Any of the team who hadn't been enlightened by Annie's quick Iceman-and-Northstar-in-Surprise-Snog synopsis had probably found out from Warren's surprisingly terse summary of events. Terse, because wrapped in a blanket and seated near the fire as he was, he couldn't stop shivering. Indeed, he'd turned blue again and Paige was hoping to God that it was just the cold and it wasn't permanent. Jubilee was blithely trying to assuage her concern by telling Paige everything she'd heard about blue men and what she'd heard was pretty, well, blue, if you caught her drift. Paige wasn't really listening, or else she too would have changed colour, instead she was wondering what she'd have to husk into to gain that superspeed she'd got that time at the airport with Gen. X, because what she really wanted was to kick Northstar's ass into the next state.(1)

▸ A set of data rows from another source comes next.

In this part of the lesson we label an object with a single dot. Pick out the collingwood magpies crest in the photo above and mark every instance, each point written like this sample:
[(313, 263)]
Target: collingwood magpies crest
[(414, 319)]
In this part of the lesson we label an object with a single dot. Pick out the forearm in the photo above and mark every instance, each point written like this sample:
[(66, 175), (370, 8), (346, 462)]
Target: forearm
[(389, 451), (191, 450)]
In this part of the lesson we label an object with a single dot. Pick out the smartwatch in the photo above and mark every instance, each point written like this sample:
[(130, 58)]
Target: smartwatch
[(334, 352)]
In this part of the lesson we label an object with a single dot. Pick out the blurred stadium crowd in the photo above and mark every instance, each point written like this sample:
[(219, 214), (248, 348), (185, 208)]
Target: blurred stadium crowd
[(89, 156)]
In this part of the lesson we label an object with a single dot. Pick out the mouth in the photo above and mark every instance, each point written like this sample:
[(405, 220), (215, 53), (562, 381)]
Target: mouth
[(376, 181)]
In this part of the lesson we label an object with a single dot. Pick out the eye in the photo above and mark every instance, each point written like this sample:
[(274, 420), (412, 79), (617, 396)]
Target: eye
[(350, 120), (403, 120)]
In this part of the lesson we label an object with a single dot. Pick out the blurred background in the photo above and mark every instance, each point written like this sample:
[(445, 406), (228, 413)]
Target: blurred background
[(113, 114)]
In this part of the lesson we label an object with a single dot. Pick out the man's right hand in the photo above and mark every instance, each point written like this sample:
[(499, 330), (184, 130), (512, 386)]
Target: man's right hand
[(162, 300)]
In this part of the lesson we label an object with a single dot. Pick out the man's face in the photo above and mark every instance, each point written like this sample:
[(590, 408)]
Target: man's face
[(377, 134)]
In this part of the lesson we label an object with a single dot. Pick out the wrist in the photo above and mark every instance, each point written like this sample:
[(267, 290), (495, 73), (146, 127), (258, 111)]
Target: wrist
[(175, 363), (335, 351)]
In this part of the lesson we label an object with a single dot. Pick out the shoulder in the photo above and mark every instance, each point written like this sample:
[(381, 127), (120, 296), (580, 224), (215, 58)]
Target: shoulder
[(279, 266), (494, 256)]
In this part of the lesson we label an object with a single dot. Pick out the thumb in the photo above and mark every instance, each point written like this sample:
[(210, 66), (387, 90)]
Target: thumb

The door creaked open and Kurt stepped into the room, he really wasn't used to entering through the door, and this added to his nerves, since he knew that he had to get the team to take their lead from him, and that meant that he had to be calm, accepting, and friendly, and teleporting into the room and frightening the heck out of them wouldn't help in the least, and from the looks on their faces he needed all the help he could get. He sauntered across the room and joined the huddle, sitting on the high back of Wolverine's armchair, just 'cause he had to radiate calm and normality didn't mean he couldn't be comfortable and anyway he was counting on Wolverine for back up if things got out of hand. And if he behaved too normal, he reluctantly thought, everyone would be sure that something weird was going on and they'd be looking for some mind controlling mechanism all week.
"Hi guys!" Nightcrawler exclaimed with a cheery smile.
Everyone stared at Kurt. He clearly knew something they didn't, and if they believed Annie, that was rather more than they might otherwise suspect.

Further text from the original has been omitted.